Flink: Enable multiple flink sinks for the same table in the same job by pvary · Pull Request #6528 · apache/iceberg

pvary · 2023-01-05T16:51:41Z

Currently the Flink Iceberg commits are identifier by the table and the JobID. This could become problematic when there are multiple sinks for the same table for the same job.

Let's imagine the following sequence of events:

Sink1 notifyCheckpointComplete(99) commits checkpoint the changes to the Iceberg table, and marks 99 as the latest checkpoint which was committed
Sink1 notifyCheckpointComplete(99) commits checkpoint the changes to the Iceberg table, and marks 99 as the latest checkpoint which was committed
New checkpoint is created with the id 100
Sink1 notifyCheckpointComplete(100) commits checkpoint the changes to the Iceberg table, and marks 100 as the latest checkpoint which was committed
Job is cancelled
Job is restarted
Sink1 sees that the latest checkpoint which is committed is 100, so nothing to do
Sink2 sees that the latest checkpoint which is committed is 100, so nothing to do - Which is wrong as Sink2 never committed the relevant changes to the table

To fix this added another identifier operatorUniqueId is added to the snapshot summary when checking for the commits, and this operatorId is also checked on recovery.
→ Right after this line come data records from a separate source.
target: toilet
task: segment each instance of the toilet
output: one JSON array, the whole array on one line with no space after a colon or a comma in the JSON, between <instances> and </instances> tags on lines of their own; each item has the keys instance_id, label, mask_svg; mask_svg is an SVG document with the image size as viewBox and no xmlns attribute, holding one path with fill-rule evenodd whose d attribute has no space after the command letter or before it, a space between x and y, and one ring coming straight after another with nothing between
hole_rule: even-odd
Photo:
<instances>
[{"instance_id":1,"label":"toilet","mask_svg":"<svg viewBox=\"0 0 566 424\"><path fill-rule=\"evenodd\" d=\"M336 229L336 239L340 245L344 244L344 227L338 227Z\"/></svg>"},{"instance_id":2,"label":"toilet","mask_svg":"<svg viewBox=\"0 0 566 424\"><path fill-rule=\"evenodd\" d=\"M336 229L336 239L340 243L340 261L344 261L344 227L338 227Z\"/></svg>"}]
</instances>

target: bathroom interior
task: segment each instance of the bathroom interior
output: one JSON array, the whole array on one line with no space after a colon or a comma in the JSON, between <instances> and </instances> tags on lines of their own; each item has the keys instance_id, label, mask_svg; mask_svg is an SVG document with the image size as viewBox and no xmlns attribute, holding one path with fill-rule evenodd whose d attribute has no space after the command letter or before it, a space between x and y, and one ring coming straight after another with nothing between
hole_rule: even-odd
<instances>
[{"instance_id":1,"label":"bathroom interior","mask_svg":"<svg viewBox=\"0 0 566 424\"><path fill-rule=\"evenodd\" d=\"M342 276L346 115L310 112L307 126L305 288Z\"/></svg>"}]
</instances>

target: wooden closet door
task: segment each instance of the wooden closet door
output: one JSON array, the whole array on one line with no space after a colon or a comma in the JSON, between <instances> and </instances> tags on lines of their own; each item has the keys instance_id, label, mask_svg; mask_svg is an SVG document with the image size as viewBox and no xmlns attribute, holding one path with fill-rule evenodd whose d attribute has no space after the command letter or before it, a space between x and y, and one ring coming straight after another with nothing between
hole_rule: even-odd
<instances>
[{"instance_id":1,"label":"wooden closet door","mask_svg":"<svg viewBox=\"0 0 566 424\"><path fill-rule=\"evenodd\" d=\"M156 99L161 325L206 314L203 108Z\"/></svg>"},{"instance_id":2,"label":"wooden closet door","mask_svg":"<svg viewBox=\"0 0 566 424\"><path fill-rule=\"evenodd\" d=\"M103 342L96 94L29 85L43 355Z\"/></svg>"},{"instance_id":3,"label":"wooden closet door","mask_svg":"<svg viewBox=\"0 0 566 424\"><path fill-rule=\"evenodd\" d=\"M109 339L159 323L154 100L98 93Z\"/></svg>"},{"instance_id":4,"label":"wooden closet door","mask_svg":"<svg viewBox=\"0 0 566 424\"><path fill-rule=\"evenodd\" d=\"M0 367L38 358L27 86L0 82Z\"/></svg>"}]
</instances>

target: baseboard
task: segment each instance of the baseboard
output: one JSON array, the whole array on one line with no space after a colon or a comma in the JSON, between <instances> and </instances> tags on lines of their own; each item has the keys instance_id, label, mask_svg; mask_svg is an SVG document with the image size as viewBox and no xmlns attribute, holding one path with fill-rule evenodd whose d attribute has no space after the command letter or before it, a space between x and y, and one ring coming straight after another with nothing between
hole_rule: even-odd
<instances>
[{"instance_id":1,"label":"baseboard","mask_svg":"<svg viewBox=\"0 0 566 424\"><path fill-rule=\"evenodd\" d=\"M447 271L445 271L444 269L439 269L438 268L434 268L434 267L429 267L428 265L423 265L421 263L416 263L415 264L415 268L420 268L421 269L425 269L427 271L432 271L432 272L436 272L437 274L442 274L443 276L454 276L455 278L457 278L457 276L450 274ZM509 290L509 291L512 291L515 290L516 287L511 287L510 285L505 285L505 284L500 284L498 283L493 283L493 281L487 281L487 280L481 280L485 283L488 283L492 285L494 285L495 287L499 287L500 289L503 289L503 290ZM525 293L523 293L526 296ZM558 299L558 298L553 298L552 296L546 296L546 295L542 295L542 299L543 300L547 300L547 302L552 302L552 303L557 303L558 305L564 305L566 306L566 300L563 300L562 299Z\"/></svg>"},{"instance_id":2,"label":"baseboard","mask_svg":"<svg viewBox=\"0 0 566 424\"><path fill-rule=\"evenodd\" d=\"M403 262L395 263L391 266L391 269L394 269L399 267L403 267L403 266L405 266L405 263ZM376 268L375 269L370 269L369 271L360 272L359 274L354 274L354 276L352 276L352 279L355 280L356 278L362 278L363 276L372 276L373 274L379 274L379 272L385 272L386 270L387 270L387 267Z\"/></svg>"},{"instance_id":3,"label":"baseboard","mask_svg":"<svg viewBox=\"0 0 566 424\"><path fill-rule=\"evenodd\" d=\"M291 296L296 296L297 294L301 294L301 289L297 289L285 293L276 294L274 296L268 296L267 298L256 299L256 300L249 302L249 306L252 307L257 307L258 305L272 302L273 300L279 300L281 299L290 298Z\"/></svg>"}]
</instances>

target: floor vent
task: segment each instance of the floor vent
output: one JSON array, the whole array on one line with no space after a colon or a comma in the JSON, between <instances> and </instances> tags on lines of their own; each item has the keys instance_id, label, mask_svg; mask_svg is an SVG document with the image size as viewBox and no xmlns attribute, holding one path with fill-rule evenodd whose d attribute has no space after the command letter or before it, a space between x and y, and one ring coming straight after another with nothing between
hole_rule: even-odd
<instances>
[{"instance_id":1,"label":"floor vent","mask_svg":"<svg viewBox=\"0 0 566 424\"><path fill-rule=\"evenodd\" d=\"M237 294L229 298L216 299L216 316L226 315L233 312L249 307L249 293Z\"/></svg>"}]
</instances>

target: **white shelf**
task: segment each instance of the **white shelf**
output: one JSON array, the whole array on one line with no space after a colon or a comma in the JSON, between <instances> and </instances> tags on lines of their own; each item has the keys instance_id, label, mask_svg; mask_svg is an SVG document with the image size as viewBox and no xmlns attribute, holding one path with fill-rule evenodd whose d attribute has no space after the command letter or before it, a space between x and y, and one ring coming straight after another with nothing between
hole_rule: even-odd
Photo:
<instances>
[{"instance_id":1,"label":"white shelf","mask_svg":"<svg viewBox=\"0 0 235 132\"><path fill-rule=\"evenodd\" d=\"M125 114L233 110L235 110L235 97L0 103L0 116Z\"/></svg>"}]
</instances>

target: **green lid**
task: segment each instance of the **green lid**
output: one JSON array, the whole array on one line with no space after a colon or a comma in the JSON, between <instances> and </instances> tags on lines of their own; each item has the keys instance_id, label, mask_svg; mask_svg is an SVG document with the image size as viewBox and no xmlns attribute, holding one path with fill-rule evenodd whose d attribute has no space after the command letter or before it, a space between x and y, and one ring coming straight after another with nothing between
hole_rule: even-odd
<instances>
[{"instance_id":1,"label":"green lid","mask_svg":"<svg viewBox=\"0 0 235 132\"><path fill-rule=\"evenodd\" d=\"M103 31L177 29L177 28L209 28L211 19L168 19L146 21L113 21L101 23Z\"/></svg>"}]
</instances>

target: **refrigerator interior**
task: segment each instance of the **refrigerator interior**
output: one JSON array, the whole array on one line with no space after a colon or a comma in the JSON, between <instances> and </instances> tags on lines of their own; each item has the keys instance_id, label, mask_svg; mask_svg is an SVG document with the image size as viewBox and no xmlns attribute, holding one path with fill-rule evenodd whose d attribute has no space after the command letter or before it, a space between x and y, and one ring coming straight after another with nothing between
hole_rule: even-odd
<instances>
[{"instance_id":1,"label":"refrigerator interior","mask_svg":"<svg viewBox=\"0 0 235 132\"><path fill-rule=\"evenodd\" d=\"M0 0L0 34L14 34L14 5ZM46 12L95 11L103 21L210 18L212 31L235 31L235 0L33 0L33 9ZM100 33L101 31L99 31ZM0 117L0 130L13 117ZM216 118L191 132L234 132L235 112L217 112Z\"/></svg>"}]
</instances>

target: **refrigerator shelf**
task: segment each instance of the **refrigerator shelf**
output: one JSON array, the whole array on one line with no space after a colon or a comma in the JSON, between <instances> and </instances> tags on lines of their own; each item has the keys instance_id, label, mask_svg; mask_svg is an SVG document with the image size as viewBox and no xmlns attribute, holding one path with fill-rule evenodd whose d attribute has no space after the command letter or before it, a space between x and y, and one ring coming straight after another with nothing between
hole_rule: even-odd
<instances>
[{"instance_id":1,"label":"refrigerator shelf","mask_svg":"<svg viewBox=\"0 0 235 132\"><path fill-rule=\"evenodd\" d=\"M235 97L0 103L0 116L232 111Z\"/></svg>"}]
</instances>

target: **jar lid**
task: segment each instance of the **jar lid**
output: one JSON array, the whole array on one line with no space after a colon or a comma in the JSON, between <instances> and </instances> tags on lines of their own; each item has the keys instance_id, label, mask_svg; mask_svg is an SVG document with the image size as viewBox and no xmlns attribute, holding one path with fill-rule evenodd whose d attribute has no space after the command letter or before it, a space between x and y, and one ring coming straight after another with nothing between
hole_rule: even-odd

The PR contains 2 additional unit tests to check the scenario.

stevenzwu · 2023-01-05T19:02:13Z

  public void initializeState(StateInitializationContext context) throws Exception {
    super.initializeState(context);
    this.flinkJobId = getContainingTask().getEnvironment().getJobID().toString();
+    this.operatorUniqueId = getRuntimeContext().getOperatorUniqueID();


This can be a problem. it gets the jobVertexId (a UUID like string). I verified it by setting the uidPrefix=iceberg-sink in TestFlinkIcebergSink.

FlinkSink.forRow(dataStream, SimpleDataUtil.FLINK_SCHEMA) ... .uidPrefix("iceberg-sink") .append();

Then I can see the operatorUniqueId value as jobVertexId of 0e4eaa3db14ae3b6752b25172fd05c50. It can change when the job graph changed (e.g. adding a stateless map operator). Then we won't be able to match the operator id properly.

Ideally, we want to use the operator uid from Flink, which can be set by users. See the code from FlinkSink.

if (uidPrefix != null) { committerStream = committerStream.uid(uidPrefix + "-committer"); }

if uid is not provided by application, Flink automatically generates a UUID by default. Setting uid for stateful operator (like Iceberg committer) is a best practice. Flink uses uid to match state description. if uid changed, old state won't be matched and restored. uid works perfectly for this purpose. But I am not sure what is the best way to retrieve the uid in the initializeState method.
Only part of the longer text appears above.